Yesterday, in an Op-ed in the Pittsburgh Post-Gazette, Victor Bernard, who is affiliated with the Center for Inquiry, wrote a thoughtful and impassioned challenge to the recent Ninth Circuit decision upholding the words "under God" in the Pledge of Allegiance. Bernard was particularly critical of the court for saying that the Pledge is not a "prayer" and then refusing to take the religious content of the words seriously. Under God is not innocuous. Bernard is right that something very religious and very important is asserted by the phrase "under God". But I think he is wrong that the supernatural creator-God of the Bible, in whom neither he nor I believe, exhausts the meaning of God.
The problem of God-language in the public square is much deeper than the Pledge or the national motto, In God We Trust. For if by some miracle, atheists could convince a judge to rewrite both, state legislators would just start posting the Declaration of Independence in schools and courthouses: "We hold these truths to be self-evident, that all men are created equal, that they are endowed by their Creator with certain unalienable Rights... ." If Bernard feels himself to be a second class citizen because of the Pledge of Allegiance, how much more so in the face of America's founding document, in which Abraham Lincoln himself found the fullest expression of what it means to be an American. No judge will ever take down the Declaration of Independence.
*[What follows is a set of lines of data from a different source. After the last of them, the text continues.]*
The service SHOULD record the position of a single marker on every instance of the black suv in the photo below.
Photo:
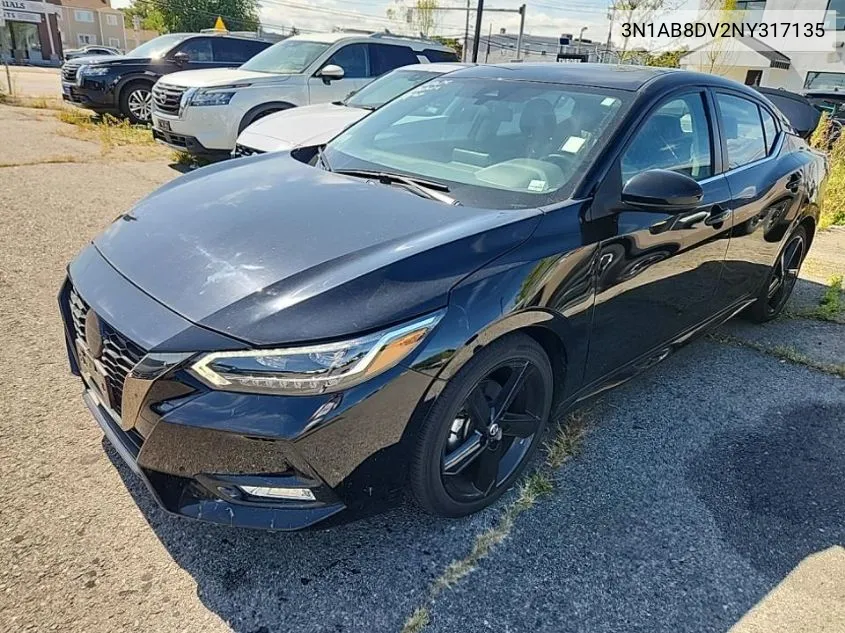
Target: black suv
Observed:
(123, 84)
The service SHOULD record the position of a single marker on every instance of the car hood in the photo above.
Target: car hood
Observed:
(210, 77)
(296, 127)
(270, 250)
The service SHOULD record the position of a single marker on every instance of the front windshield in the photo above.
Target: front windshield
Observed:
(377, 93)
(288, 57)
(495, 143)
(156, 47)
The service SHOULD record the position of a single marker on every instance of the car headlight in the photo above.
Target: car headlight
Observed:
(316, 369)
(220, 95)
(93, 71)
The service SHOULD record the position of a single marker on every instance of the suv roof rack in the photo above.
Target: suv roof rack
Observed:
(394, 36)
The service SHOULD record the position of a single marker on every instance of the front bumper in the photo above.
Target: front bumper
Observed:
(193, 447)
(90, 95)
(189, 144)
(213, 129)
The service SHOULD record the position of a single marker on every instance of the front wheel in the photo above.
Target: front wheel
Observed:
(484, 428)
(781, 279)
(136, 102)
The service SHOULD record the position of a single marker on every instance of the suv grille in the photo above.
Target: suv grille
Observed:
(69, 72)
(120, 354)
(167, 98)
(243, 151)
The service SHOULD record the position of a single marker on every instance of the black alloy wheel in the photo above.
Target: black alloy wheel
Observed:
(782, 279)
(484, 428)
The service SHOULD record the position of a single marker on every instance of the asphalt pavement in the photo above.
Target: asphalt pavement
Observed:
(707, 496)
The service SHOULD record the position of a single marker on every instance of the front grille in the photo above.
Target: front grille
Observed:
(69, 72)
(166, 98)
(120, 354)
(242, 151)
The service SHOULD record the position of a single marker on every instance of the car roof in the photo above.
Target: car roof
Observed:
(615, 76)
(437, 67)
(331, 38)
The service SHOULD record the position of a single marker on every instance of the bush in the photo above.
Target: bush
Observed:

But does the Declaration, and by extension God-language in general in the public square, really render Bernard and me political outsiders? That depends on what the words mean. The Declaration was basically written by Thomas Jefferson, the same Jefferson from whom we receive the image of the "wall of separation between Church and State." We may assume that the Declaration of Independence was not about the existence of God.
The issue between the colonists and the Crown was about the existence of rights. The colonists asserted that their rights were natural. These rights were not gifts from the King or from Parliament. Therefore, to deprive them of their rights was a fundamental injustice.
Undoubtedly some, perhaps most, of the colonists believed that rights could only be real if the God of the Bible endorsed them. But it is likely that others of the colonists found the expression "their Creator" merely a helpful formulation to distinguish rights given by Nature from rights founded merely in positive law. That may have been the case for Jefferson himself.
The commitment to natural rights serves to link the Declaration of Independence to the text of the Constitution. Bernard points out that the Constitution omits the word God, that it is a secular document. That is true. But the Constitution is also a document of natural law. That is why the Ninth Amendment speaks of "other" rights "retained by the people". These are the very same natural rights with which we are endowed in the Declaration of Independence by the Creator.
The link between natural rights and God-language is one of long standing. Two hundred years after our founding, the American sociologist Robert Bellah wrote that references to God on public occasions express the endorsement of natural rights, that "the will of the people is not itself the criterion of right and wrong. There is a higher criterion in terms of which this will can be judged; it is possible that the people may be wrong." Bellah was not writing about the constitutionality of such God-language. He was just describing its meaning.
Even the addition of the words "under God" to the Pledge of Allegiance in 1954, though plainly intended to endorse the God of the Bible in the face of godless Communism, also partook of this natural law tradition. For the dispute in the world between liberal democracy and Communism was not primarily theological, about the existence of God, but political. Communism disparaged the commitment to natural rights as a bourgeois construct. No rights were superior and prior to the will of the Party. The words "under God" also expressed a liberal democratic response to that assertion.
I would not encourage atheists to pretend that there is a meaning to God-language that is just a fantasy. But the connection of the concept of God to truth, goodness and beauty, indeed to absolute value itself, has been a secular tradition for as long as there has been an American secularism. John Dewey, George Santayana, Mordecai Kaplan all spoke of God in a nonsupernatural sense. And many other thinkers have done the same throughout the 20th century.
If we must fight about meaning and identity, by all means let us do so. But if symbols are sufficiently rich to express many truths, then let us come together as a community without unnecessary rancor. If the word God means only the endorsement of a Judeo-Christian tradition, then it is unconstitutional and we must continually so assert. But if, instead, the word God, though of course always including that dogmatic meaning, can mean a great deal else besides, then I think we have a responsibility not to seek conflict, but rather social harmony.